Your brand has decided that a voice AI strategy is a vital part of your company roadmap. Should you build, buy, or partner to bring that voice experience to life? If you’re like many other companies across industries, your leadership is grappling with deciding how you’ll implement a voice assistant for your product, service, or mobile app. In truth, it’s a complex choice and there are many key decisions to be made at every stage of development.
To begin with, companies wrestle with these three choices: “Do we build the voice AI technology ourselves?”—spending potentially years developing the voice user interface, “Do we buy a custom solution from a voice AI platform provider that’s scalable and allows us to own our brand, customer relationships, and valuable data?”, or “Do we choose to partner with a known third-party’s existing voice assistant?”
It’s true that if you choose to partner with a known voice assistant (such as Alexa or Google), the up-front investment and faster implementation time will be short-term benefits.

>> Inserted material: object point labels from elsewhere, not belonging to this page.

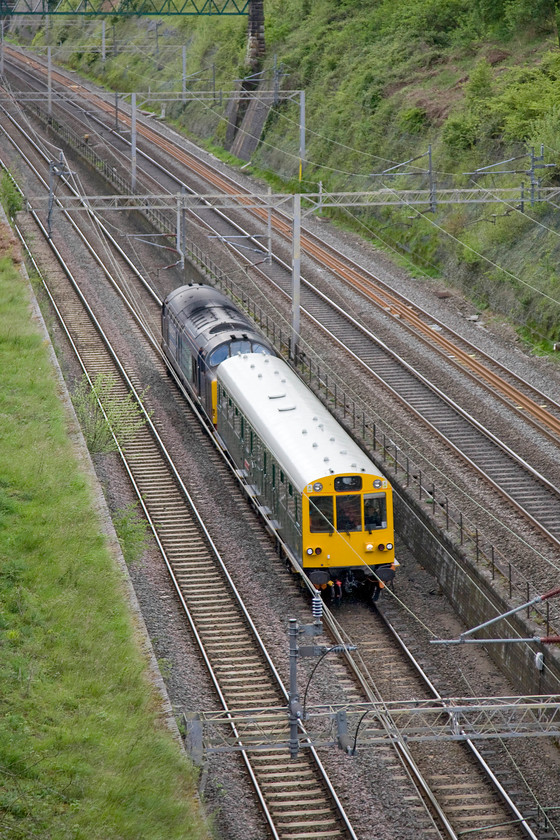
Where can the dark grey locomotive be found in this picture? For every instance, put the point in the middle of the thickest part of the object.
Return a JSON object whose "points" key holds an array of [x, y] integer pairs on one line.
{"points": [[201, 328]]}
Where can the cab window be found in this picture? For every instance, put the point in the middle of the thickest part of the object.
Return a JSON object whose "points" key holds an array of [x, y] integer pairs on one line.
{"points": [[344, 483], [375, 511], [321, 514], [348, 513]]}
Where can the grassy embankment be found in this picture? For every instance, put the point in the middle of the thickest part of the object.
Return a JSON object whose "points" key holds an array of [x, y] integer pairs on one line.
{"points": [[478, 81], [83, 753]]}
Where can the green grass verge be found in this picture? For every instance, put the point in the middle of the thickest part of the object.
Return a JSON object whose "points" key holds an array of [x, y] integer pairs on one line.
{"points": [[82, 751]]}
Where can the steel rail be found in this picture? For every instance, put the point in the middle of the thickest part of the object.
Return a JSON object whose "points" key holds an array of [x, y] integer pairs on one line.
{"points": [[427, 793], [468, 742]]}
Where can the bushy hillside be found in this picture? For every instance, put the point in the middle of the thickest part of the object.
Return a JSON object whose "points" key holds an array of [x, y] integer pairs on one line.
{"points": [[477, 80]]}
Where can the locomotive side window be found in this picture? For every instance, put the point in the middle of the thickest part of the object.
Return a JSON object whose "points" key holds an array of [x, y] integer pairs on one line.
{"points": [[345, 483], [348, 513], [375, 511], [172, 338], [321, 514]]}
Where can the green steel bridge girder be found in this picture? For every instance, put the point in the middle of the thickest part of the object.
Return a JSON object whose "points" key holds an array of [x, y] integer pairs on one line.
{"points": [[125, 8]]}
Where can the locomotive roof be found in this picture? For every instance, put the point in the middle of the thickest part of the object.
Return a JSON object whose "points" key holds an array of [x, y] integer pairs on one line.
{"points": [[207, 314], [301, 433]]}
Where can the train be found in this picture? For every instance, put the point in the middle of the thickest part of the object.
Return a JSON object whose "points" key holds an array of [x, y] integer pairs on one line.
{"points": [[318, 491]]}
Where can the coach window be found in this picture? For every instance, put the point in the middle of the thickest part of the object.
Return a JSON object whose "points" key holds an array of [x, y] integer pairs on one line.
{"points": [[348, 513], [375, 511], [321, 514]]}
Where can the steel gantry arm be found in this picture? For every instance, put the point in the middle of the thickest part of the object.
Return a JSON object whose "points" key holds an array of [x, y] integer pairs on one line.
{"points": [[126, 8]]}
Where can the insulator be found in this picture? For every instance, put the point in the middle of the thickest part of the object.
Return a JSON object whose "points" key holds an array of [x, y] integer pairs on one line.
{"points": [[317, 606]]}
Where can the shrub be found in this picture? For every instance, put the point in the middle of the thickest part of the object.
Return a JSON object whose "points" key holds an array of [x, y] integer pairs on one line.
{"points": [[103, 412], [9, 195], [461, 131]]}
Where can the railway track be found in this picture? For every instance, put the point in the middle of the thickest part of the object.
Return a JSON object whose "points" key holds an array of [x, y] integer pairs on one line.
{"points": [[458, 777], [187, 558], [296, 796], [530, 493]]}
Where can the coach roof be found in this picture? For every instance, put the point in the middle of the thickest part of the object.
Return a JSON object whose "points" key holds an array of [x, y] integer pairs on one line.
{"points": [[292, 422]]}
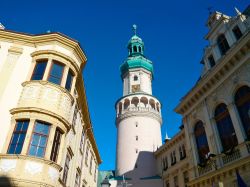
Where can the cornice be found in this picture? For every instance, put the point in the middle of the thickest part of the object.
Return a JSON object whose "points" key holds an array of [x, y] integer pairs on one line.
{"points": [[43, 111], [212, 79], [56, 53], [138, 113]]}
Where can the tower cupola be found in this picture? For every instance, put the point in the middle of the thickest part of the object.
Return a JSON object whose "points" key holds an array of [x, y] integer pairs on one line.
{"points": [[135, 44]]}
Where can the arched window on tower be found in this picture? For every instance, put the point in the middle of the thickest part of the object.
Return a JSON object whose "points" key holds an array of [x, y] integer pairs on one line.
{"points": [[126, 104], [225, 127], [135, 49], [201, 141], [222, 44], [242, 101]]}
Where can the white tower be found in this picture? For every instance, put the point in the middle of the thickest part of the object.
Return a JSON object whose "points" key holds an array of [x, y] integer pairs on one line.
{"points": [[138, 119]]}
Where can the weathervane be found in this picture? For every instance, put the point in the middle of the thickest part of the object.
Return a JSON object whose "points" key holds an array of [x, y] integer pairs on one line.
{"points": [[134, 28]]}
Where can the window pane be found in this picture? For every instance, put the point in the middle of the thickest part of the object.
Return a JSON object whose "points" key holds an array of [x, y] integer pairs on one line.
{"points": [[39, 70], [69, 81], [18, 137], [40, 152], [43, 141], [39, 139], [19, 148], [12, 149], [42, 128], [56, 73], [35, 139], [32, 150]]}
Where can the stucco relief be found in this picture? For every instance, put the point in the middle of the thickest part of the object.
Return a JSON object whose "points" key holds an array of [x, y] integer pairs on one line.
{"points": [[30, 92], [33, 167], [65, 106], [53, 173], [7, 165]]}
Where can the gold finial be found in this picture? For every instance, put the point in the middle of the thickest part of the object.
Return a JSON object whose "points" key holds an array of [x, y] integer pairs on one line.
{"points": [[134, 28]]}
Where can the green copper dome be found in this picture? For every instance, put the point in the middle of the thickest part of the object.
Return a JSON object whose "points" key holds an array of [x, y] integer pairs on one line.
{"points": [[136, 58]]}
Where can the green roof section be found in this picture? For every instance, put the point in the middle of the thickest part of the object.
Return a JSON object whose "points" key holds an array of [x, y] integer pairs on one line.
{"points": [[136, 58]]}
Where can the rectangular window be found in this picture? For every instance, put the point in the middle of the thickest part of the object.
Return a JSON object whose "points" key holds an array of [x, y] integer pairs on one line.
{"points": [[95, 177], [166, 183], [185, 176], [18, 136], [39, 139], [66, 169], [56, 145], [77, 180], [237, 32], [87, 155], [211, 61], [56, 72], [74, 117], [69, 80], [39, 70]]}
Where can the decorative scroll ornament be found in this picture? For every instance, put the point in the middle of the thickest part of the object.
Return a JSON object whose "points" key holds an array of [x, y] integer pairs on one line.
{"points": [[33, 168], [53, 173], [7, 165]]}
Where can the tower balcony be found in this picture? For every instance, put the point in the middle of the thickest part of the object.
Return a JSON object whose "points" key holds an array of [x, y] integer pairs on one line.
{"points": [[46, 96], [138, 105]]}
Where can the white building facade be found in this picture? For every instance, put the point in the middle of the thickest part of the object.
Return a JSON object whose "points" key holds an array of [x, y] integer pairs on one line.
{"points": [[138, 119]]}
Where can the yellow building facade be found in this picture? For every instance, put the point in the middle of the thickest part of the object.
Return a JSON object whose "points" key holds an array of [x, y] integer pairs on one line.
{"points": [[46, 136]]}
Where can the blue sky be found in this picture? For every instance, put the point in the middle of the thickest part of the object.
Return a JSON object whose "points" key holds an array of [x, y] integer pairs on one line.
{"points": [[173, 33]]}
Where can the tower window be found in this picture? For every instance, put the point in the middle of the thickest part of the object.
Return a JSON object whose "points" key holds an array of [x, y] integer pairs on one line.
{"points": [[222, 44], [237, 32], [211, 61], [135, 49], [135, 78]]}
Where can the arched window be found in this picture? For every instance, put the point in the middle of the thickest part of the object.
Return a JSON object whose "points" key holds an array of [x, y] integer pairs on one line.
{"points": [[222, 44], [126, 104], [201, 141], [242, 101], [135, 49], [225, 127], [135, 101]]}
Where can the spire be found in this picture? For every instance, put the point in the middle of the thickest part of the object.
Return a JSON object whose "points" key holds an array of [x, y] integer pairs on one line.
{"points": [[134, 29], [237, 11], [135, 44]]}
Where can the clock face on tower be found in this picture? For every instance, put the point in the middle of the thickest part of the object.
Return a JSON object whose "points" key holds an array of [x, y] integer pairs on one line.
{"points": [[135, 88]]}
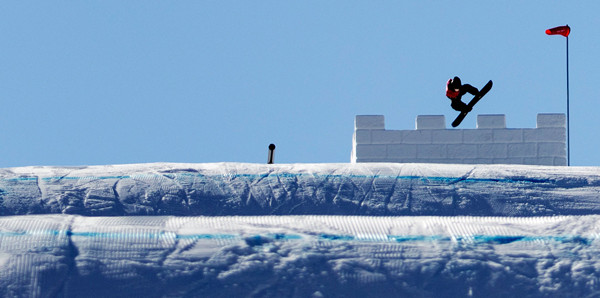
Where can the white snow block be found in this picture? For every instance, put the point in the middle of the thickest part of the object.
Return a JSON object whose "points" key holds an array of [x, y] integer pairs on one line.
{"points": [[431, 122], [369, 122], [362, 136], [491, 121], [386, 136], [458, 151], [402, 151], [477, 136], [371, 151], [551, 120], [490, 143], [552, 150]]}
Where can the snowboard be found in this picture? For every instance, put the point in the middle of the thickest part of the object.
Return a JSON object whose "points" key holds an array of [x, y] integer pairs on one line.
{"points": [[473, 101]]}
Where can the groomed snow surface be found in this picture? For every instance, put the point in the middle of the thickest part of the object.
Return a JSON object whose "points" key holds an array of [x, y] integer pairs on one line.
{"points": [[300, 230]]}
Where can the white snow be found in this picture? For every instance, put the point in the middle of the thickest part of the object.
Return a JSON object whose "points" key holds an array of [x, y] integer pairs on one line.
{"points": [[300, 230]]}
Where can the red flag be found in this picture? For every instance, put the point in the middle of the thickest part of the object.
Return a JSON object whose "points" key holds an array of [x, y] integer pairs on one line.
{"points": [[562, 30]]}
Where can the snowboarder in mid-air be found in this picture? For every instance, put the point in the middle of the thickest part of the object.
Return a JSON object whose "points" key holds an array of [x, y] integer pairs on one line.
{"points": [[455, 90]]}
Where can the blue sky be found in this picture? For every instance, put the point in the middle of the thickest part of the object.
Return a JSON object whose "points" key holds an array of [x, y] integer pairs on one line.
{"points": [[111, 82]]}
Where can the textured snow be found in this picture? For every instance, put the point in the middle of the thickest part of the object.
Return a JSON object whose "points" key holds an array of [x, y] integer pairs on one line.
{"points": [[301, 189], [300, 230]]}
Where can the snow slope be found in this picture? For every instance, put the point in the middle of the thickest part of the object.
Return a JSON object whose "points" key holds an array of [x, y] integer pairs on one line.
{"points": [[300, 189], [526, 230]]}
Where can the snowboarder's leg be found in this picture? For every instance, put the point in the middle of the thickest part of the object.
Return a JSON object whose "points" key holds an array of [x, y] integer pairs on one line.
{"points": [[460, 106], [470, 89]]}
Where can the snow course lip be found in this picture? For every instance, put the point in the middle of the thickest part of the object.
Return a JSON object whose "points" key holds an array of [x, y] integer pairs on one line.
{"points": [[300, 189]]}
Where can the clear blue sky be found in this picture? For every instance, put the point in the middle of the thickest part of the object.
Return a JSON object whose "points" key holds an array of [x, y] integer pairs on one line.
{"points": [[111, 82]]}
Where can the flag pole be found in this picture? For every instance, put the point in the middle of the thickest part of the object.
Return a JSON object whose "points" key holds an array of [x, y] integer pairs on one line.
{"points": [[565, 31], [568, 129]]}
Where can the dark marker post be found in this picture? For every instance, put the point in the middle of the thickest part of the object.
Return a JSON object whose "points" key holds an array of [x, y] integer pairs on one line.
{"points": [[271, 153]]}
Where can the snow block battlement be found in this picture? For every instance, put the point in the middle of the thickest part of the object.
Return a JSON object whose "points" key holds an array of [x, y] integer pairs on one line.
{"points": [[490, 143]]}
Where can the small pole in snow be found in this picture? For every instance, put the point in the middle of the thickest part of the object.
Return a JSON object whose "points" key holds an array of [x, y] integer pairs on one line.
{"points": [[271, 153]]}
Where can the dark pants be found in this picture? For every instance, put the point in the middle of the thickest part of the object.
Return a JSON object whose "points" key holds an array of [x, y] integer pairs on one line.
{"points": [[460, 106]]}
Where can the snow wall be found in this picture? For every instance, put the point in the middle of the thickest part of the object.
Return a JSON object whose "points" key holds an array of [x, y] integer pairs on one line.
{"points": [[300, 230], [490, 143]]}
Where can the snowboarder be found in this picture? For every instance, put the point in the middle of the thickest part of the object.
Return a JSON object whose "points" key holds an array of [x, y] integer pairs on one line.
{"points": [[455, 90]]}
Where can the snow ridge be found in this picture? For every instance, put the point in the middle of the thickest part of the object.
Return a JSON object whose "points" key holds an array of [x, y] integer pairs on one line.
{"points": [[342, 189], [301, 230]]}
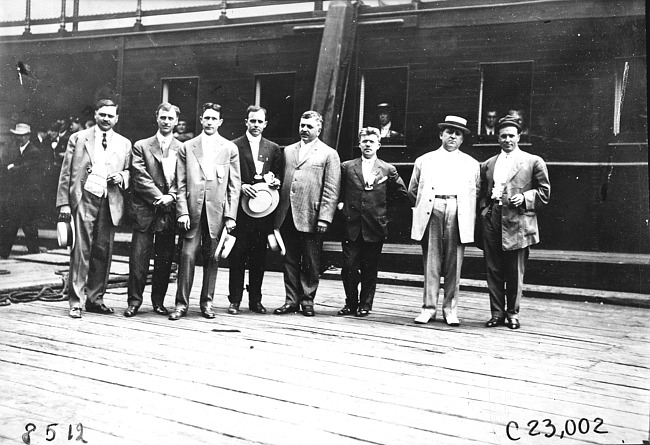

However, be aware that there are some significant losses and branding consequences that will likely turn those short-term benefits into long-term costs.
While finding a partner with customizable voice AI technology can be a significant investment now, it’s essential to consider all the long-term effects that other choices will have on your brand, ROI, customer experience, Net Promoter Scores (NPS), and market viability.
Here are a few long-term costs of partnering with a third-party provider (such as Amazon or Google) for a voice AI platform:
- Lack of access to customer and market data
- Creating future competitors
- Missing out on brand ownership
- Loss of control over customer privacy
Access to customer and market data
When you partner with an existing voice assistant provider, you’ll have little to no access to important customer and market data. While it may seem a trivial price to pay, the data behind your voice assistant could very well be your ticket to continued competitiveness in the market.
It’s essential to understand how your customers are using your voice assistant and to know what questions they are asking and what functions they are trying to perform. Data that is collected and anonymized can be used to inform not only the iterations necessary to improve your user experience but also your short-term and long-term product and services roadmaps.
When you don’t own your voice assistant, you don’t own your data, either. Without insight into your customer behavior, not only will you miss opportunities to improve customer satisfaction, but you might also be arming a potential competitor with market data that will help them build a product with a better voice experience and all the additional product functionality your customers have been asking for—but that you’re unaware of.
Giving away the voice technology for free, or at a very low price, is an investment for companies with existing voice assistants. While it may seem like a less expensive solution to the brands adopting the voice assistants, in the beginning, the loss of potentially expensive market research and customer relationships will likely prove more costly for companies in the long term.